Meritano sicuramente un ricordo le vittime, e il massimo rispetto i loro familiari, i quali umanamente si aspettavano di essere curate e possibilmente guarite e si sono affidate ad un sistema sanitario che ritenevano, appunto, affidabile ed immune da falle ed errori. La faccenda sarà, come è stata fino ad ora, compito di giudici, avvocati ed assicurazioni, ma sul banco degli imputati risalta ancora una grande assente: la politica sanitaria.

Sei persone, non solo una, avrebbero sbagliato. Non di un errore si sarebbe trattato, ma di una catena di errori. Il semplice calcolo delle probabilità e l’esperienza passata dovrebbero aver portato a riflettere su questa circostanza: “quasi impossibile a verificarsi”. Ma così non è stato e nessuno si interroga, almeno pubblicamente, se il tutto sia conseguenza di qualcosa di diverso e di maggiore della semplice disattenzione umana.

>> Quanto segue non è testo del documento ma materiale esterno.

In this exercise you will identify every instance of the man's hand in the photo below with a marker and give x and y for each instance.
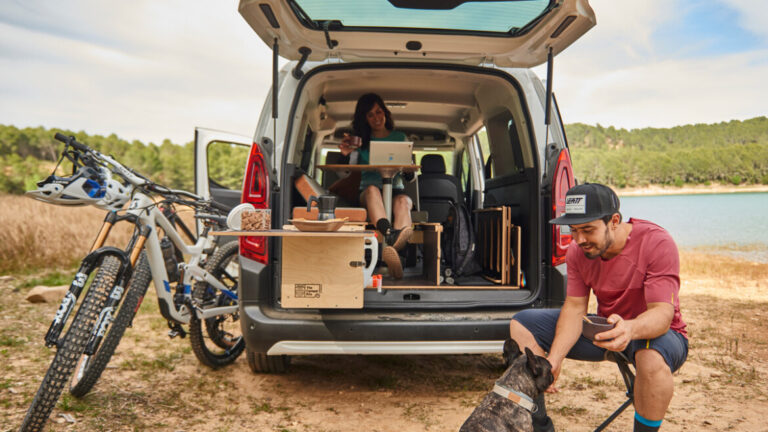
(556, 365)
(618, 337)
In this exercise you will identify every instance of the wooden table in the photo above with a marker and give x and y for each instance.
(387, 172)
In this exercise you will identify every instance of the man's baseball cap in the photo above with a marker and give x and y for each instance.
(587, 202)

Nell’odierna sanità, compresa quella umbra, assillata dai costi sempre crescenti, come pure la domanda di prestazioni, l’imperativo è ridurre le giornate di ricovero dei pazienti, che il più delle volte significa trasferire semplicemente i costi a carico dei cittadini. Così bisogna fare tutto di fretta e quel tutto è sempre maggiore. Tra quel tutto vi sono una serie di adempimenti amministrativi richiesti dall’azienda sanitaria, per conoscere e valutare i comportamenti delle strutture. Adempimenti che però hanno finito per gravare esclusivamente sul personale sanitario e para-sanitario. Un malinteso senso di gelosia sanitaria misto a “operaismo”, mania accentratrice ed enfatizzazione oltre misura dell’assistenza territoriale, ha privato le strutture ospedaliere della presenza di operatori amministrativi di supporto, i quali davano anche la possibilità di avere una visione binoculare della realtà. E così tutto è ora a carico degli infermieri.

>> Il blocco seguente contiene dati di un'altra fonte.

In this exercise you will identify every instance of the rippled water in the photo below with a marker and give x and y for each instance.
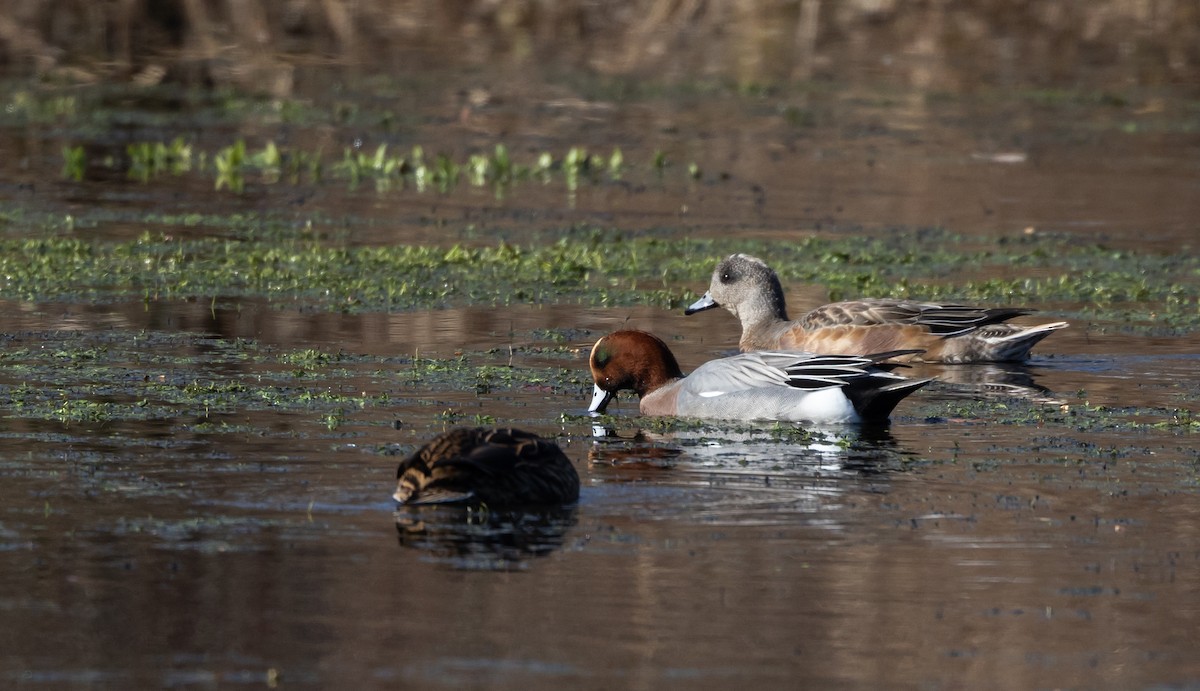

Il problema dei costi ha agito anche sul versante dei fornitori di medicinali e prodotti sanitari. Le confezioni: flaconi e scatole erano una volta diversi per forma e colore a seconda della loro destinazione. Sui barattoli contenenti sostanze pericolose campeggiavano teschi che mettevano paura a guardarli. Ora non più: per ridurre i costi, tutti i flaconi sono uguali e pure le etichette sono semplici variazioni grafiche di un modello. Tutto è affidato agli operatori che devono avere sempre più attenzione. Un po’ come gli acrobati al circo e senza rete.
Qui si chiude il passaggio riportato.